Menurut kodratnya perkawinan adalah penyerahan diri timbal balik,
utuh dan lestari antara seorang pria dan seorang wanita. Kesatuan
(unitas) dan sifat monogam perkawinan ini adalah salah satu sifat
hakiki perkawinan, yang berlawanan dengan perkawinan poligami
atau poliandri, baik simultan maupun suksesif. Sifat monogam
perkawinan adalah tuntutan yang bersumber dari hukum ilahi
kodrat, yang tak bisa didispensasi.
Kan. 1085 1 memberikan prinsip hukum kodrat demi sahnya
perkawinan: Adalah tidak sah perkawinan yang dicoba
dilangsungkan oleh orang yang terikat perkawinan
sebelumnya, meskipun perkawinan itu belum disempurnakan
dengan persetubuhan. Salah satu atau kedua pihak masih terikat
oleh suatu perkawinan lain yang sah.
23. Apa yang dimaksud dengan halangan Agama yang berbeda?
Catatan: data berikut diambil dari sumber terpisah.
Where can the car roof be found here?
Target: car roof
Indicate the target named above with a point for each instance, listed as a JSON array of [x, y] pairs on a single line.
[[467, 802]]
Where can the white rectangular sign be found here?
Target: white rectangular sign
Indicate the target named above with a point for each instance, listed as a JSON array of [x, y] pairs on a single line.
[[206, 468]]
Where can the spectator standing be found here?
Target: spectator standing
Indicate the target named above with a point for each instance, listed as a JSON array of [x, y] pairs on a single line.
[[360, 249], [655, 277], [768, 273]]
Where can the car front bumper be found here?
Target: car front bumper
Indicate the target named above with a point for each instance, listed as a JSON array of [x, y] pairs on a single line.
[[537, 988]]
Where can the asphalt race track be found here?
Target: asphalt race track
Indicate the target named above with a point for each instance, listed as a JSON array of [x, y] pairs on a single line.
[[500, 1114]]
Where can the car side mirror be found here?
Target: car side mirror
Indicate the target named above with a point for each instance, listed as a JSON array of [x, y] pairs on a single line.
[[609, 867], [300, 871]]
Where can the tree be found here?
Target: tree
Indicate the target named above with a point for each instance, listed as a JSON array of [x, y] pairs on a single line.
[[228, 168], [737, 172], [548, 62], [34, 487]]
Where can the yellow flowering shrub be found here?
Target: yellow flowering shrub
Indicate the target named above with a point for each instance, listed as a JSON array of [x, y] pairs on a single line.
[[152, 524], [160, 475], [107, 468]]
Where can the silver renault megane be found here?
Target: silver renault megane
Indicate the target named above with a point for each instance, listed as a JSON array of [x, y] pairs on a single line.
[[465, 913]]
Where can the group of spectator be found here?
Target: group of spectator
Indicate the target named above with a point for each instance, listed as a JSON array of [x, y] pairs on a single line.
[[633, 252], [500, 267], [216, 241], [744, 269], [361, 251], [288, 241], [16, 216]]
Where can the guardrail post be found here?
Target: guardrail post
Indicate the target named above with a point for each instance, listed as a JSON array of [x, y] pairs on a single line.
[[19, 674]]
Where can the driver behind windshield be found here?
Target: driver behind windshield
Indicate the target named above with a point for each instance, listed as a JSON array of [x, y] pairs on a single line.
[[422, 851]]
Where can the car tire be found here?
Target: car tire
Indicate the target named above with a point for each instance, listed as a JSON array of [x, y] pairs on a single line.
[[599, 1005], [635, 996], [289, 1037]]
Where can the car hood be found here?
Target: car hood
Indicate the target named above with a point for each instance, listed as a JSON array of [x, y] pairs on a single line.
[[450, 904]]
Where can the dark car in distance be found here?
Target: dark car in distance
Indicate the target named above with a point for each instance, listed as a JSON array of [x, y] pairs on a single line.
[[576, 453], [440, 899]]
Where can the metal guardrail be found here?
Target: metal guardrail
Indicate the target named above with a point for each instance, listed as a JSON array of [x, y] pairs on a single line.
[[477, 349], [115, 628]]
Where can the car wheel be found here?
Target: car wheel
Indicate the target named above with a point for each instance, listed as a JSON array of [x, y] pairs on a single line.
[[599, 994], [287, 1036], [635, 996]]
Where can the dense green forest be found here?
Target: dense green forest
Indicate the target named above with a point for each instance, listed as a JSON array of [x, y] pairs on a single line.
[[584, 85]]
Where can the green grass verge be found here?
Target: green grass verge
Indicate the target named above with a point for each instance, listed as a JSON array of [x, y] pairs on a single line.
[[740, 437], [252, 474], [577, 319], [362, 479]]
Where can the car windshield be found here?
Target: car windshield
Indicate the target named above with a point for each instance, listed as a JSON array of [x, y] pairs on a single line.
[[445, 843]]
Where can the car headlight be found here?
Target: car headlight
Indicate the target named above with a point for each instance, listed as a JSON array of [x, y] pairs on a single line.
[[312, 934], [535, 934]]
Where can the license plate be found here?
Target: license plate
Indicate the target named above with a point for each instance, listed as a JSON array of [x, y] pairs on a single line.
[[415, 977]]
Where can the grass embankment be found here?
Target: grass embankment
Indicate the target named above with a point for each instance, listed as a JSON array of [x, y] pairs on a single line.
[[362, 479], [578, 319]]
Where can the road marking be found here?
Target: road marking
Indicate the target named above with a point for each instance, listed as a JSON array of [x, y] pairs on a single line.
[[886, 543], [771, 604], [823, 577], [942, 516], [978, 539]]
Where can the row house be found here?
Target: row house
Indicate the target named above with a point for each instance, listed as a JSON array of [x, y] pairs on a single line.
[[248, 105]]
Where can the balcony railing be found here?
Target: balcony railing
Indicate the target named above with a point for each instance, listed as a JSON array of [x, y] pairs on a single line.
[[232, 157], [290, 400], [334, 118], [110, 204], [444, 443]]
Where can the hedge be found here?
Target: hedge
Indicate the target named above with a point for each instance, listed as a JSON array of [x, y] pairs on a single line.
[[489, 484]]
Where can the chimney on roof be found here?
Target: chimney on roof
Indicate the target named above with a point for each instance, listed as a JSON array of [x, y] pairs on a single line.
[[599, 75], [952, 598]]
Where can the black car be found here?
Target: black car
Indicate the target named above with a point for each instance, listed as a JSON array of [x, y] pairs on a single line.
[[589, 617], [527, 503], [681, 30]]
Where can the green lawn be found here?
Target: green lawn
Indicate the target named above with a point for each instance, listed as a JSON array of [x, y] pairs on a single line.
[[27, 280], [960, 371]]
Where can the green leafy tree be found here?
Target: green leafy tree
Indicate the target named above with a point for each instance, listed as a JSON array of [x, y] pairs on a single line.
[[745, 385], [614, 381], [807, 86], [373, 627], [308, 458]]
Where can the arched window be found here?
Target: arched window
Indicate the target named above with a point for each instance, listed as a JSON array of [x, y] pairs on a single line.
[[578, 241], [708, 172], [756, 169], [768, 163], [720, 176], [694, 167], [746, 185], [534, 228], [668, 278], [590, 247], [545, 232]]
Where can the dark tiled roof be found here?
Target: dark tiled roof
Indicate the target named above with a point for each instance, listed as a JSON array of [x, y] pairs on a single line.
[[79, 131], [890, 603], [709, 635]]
Halangan Agama yang Berbeda (kan. 1086)
Kanon 1086 1: Perkawinan antara dua orang, yang di antaranya
satu telah dibaptis dalam Gereja Katolik atau diterima di dalamnya
dan tidak meninggalkannya secara resmi, sedangkan yang lain tidak
dibaptis, adalah tidak sah.
-
Perbedaan agama dan juga perbedaan Gereja merupakan halangan
nikah, sebab dapat menjadi hambatan untuk penghayatan iman
Katolik. Halangan ini dapat didispensasi, asal syarat-syaratnya
dipenuhi (Kanon 1125 dan 1126).
Di dalam perkawinan, suami-istri bersama-sama berupaya untuk
mewujudkan persekutuan hidup dan cintakasih dalam semua aspek
dan dimensinya: personal-manusiawi dan spiritual-religius
sekaligus. Agar persekutuan semacam itu bisa dicapai dengan lebih
mudah, Gereja menghendaki agar umatnya memilih pasangan yang
seiman, mengingat bahwa iman berpengaruh sangat kuat terhadap
kesatuan lahir-batin suami-istri, pendidikan anak dan kesejahteraan
keluarga.
Mengingat relevansi iman terhadap perkawinan sakramental dan
pengaruh perkawinan sakramental bagi kehidupan iman itulah
Gereja Katolik menginginkan agar anggotanya tidak melakukan
perkawinan campur, dalam arti menikah dengan orang non-Katolik,
entah dibaptis menjadi Kristen non-Katolik (mixta religio) maupun
tidak baptis (disparitas cultus). Di samping itu, ada sebuah norma
moral dasar yang perlu diindahkan, yakni bahwa setiap orang
dilarang melakukan sesuatu yang membahayakan imannya. Iman
adalah suatu nilai yang amat tinggi, yang perlu dilindungi dengan
cinta dan bakti. Misalnya:
- Beda agama: Orang baptis Katolik dengan orang yang tidak
dibaptis. Bisa disahkan jika mendapat dispensasi uskup
dengan syarat.
- Beda gereja: Orang baptis Katolik dengan orang baptis Kristen
dari denominasi tertentu (masuk PGI). Pentekosta, Adven,
-
Bethel, dan denominasi lain yang tidak termasuk dalam PGI
dianggap sebagai beda agama. Dibutuhkan izin dari uskup
dengan izin. Orang yang mengaku diri Katolik tetapi belum
dibaptis (masih simpatisan atau katekumen) dianggap sebagai
orang yang berbeda agama.
24. Apa yang dimaksud dengan halangan Tahbisan Suci?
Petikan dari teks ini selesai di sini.